Obama nega, mas já iniciou a campanha para as eleições gerais de novembro e tenta melhorar a sua imagem entre os trabalhadores brancos. O senador não citou o nome de Hillary e limitou suas críticas a McCain, a quem acusa de "querer dar continuidade à política de George W. Bush, que fracassou".

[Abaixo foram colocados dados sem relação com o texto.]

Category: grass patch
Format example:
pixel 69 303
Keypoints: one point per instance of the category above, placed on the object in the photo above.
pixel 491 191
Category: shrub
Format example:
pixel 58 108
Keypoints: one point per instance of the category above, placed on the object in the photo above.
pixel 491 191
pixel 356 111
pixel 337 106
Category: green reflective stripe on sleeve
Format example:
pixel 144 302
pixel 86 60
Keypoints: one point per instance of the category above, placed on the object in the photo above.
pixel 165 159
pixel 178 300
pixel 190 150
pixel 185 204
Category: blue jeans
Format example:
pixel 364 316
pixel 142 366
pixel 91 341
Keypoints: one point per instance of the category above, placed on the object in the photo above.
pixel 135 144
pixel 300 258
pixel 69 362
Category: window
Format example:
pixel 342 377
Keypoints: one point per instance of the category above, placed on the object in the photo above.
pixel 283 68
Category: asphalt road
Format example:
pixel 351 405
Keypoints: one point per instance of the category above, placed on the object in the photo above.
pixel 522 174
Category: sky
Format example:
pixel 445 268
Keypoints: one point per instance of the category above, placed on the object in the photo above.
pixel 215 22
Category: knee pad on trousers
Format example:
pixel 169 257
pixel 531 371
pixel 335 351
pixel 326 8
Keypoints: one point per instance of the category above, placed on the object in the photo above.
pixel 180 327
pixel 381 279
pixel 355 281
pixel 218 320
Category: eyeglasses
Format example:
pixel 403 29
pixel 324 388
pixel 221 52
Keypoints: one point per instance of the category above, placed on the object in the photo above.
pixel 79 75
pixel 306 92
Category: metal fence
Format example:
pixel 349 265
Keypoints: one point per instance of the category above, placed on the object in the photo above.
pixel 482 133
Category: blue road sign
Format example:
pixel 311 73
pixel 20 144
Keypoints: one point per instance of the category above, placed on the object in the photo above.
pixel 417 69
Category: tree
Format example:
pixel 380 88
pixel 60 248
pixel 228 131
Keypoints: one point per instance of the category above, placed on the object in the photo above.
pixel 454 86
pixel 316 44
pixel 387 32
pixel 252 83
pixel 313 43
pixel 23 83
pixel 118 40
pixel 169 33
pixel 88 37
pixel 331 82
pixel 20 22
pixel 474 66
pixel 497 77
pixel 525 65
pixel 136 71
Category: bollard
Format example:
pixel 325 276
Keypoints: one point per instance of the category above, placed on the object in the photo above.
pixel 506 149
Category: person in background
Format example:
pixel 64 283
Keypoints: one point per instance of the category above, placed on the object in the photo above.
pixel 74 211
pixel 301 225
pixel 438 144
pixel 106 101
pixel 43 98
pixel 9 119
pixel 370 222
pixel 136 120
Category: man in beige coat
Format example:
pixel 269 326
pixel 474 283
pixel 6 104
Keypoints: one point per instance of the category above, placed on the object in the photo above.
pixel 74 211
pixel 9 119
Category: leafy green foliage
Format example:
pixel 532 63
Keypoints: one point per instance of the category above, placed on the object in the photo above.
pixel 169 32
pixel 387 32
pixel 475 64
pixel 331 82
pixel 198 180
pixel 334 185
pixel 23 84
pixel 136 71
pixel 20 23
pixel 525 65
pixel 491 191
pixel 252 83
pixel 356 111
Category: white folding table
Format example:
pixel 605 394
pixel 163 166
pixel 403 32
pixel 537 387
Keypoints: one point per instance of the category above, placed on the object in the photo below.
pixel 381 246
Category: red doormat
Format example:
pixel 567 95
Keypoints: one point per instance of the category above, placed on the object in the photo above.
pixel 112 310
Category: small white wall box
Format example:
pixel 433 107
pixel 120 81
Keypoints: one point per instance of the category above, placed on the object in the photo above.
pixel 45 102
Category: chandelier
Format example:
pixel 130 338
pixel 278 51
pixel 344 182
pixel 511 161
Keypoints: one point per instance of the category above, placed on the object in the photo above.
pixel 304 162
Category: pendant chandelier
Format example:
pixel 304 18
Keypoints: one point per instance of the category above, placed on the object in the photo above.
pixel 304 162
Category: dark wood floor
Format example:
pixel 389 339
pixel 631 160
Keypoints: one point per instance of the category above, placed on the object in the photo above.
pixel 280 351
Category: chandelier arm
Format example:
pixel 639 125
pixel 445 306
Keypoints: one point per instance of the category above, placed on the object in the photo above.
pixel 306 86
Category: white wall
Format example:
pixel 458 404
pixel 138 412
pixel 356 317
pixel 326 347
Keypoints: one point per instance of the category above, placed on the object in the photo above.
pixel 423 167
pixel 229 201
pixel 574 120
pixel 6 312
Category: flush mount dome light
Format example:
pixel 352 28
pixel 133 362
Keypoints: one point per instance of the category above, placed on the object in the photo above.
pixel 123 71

De acordo com uma pesquisa da Universidade Quinnipiac, tanto Obama como Hillary ganhariam seu duelo contra McCain. Segundo o estudo, Obama tem 7 pontos de vantagem em relação a McCain (47% contra 40%), e Hillary conta com uma vantagem de 5 pontos (46% contra 41%).
Ainda nesta quarta-feira, Hillary voltou para Washington para uma série de entrevistas e encontros com doadores de campanha. Ela afirmou que trabalhará duro nas próximas cinco primárias e não sairá da disputa.
"Vou lutar até que o último norte-americano tenha a chance de ser ouvido", disse a senadora.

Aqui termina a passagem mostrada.